Fix: Allow people to conduct interviews by phone, sign documents electronically, and upload documents digitally via a picture or scan from a mobile phone. Prior to requesting documentation, agencies can work to obtain as much required information as possible from digital data sources.
Problem: People lose their benefits and must re-apply simply because they did not return their renewal form on time. This is just one example of people being thrown out of the system for procedural reasons — costing the agencies more time and money, when it would have been just as easy to assume that the person’s circumstances haven’t changed, and they should be given the benefit of the doubt absent information to the contrary.
Fix: Identify digital means of sending renewal notices by preferred forms of communication such as text or email. Agencies can use existing sources of information to renew eligibility, send a pre-populated renewal form digitally, send text or email reminders for information needed to avoid termination, allow electronic signatures, and accept electronic submission of any needed documentation.
Problem: The rules for each benefit program — health, housing, food, child-care assistance — are different, hard to understand, and require different applications asking for much of the same information to apply. This patchwork of rules and processes is expensive and inefficient, and requires individuals to provide the same information over and over to different agencies, resulting in delays in getting help to people in need and an unnecessary use of agencies’ time and resources.
Fix: Use existing infrastructure and process to allow for electronic data-sharing between agencies, reducing — and sometimes eliminating— the need for people to submit the same information multiple times.
Problem: Families who receive WIC — a program for pregnant women and women with newborns — are not permitted to use their food vouchers for online food purchases and delivery, a service that many of us take for granted and is especially crucial during this pandemic for families with young children. The USDA requires recipients to complete their food purchases in a store, in front of a cashier.
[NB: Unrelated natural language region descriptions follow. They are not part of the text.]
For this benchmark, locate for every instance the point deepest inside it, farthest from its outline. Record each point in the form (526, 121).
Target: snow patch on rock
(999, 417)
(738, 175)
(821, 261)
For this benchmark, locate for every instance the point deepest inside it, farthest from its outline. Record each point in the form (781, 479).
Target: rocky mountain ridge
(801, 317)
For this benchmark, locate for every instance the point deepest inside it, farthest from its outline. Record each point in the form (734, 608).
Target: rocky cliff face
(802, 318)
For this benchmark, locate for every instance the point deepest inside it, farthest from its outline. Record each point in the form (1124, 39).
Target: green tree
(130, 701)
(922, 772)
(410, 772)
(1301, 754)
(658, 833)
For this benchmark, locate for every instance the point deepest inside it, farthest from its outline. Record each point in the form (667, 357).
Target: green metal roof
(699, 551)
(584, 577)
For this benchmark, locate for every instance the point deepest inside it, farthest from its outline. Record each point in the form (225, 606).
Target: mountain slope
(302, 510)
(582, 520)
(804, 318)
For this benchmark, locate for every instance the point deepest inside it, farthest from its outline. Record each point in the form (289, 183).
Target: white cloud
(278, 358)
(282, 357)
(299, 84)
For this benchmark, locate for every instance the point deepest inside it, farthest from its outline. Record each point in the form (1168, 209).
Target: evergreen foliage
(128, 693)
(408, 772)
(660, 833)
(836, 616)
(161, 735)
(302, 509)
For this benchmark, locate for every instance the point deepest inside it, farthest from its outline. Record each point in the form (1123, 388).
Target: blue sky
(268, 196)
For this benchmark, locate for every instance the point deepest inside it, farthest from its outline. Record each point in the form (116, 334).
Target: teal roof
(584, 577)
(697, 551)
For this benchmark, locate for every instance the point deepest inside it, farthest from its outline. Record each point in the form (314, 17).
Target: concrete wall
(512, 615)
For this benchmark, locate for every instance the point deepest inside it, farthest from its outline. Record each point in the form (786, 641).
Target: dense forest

Fix: Allow WIC recipients to use the same technology that other consumers are using to purchase their groceries online and have them delivered, as they strive to stay safe during the COVID-19 pandemic.
These barriers are fixable. The technology exists. The policies exist. The know-how exists. These obstacles should be among the easiest to remove, and doing so would go far in helping Black, indigenous and other communities of people of color to thrive.
But making these changes will require a shift in our mindset to one that sees people asking for help with empathy rather than through a lens tainted with a cynical view of people through a race and class lens. It calls for a perspective that provides everyone with the same access to services that we all expect. It will require a concerted effort by the public and nonprofit sectors to change both who and what they invest in, and how they work together to create the foundation necessary to streamline and simplify access to help.
As we move forward in what I hope is a new era guided by fairness and empathy, let’s make sure that we address the institutional, entrenched obstacles that have been driven by our collective lack of compassion — to ensure our nation provides access to opportunity for all of us.
Robert Phillips is president and CEO of Alluma, a nonprofit organization based in Oakland, Calif., that develops policy-based technology solutions for government agencies that enroll people in public benefits such as Medicaid and food stamps.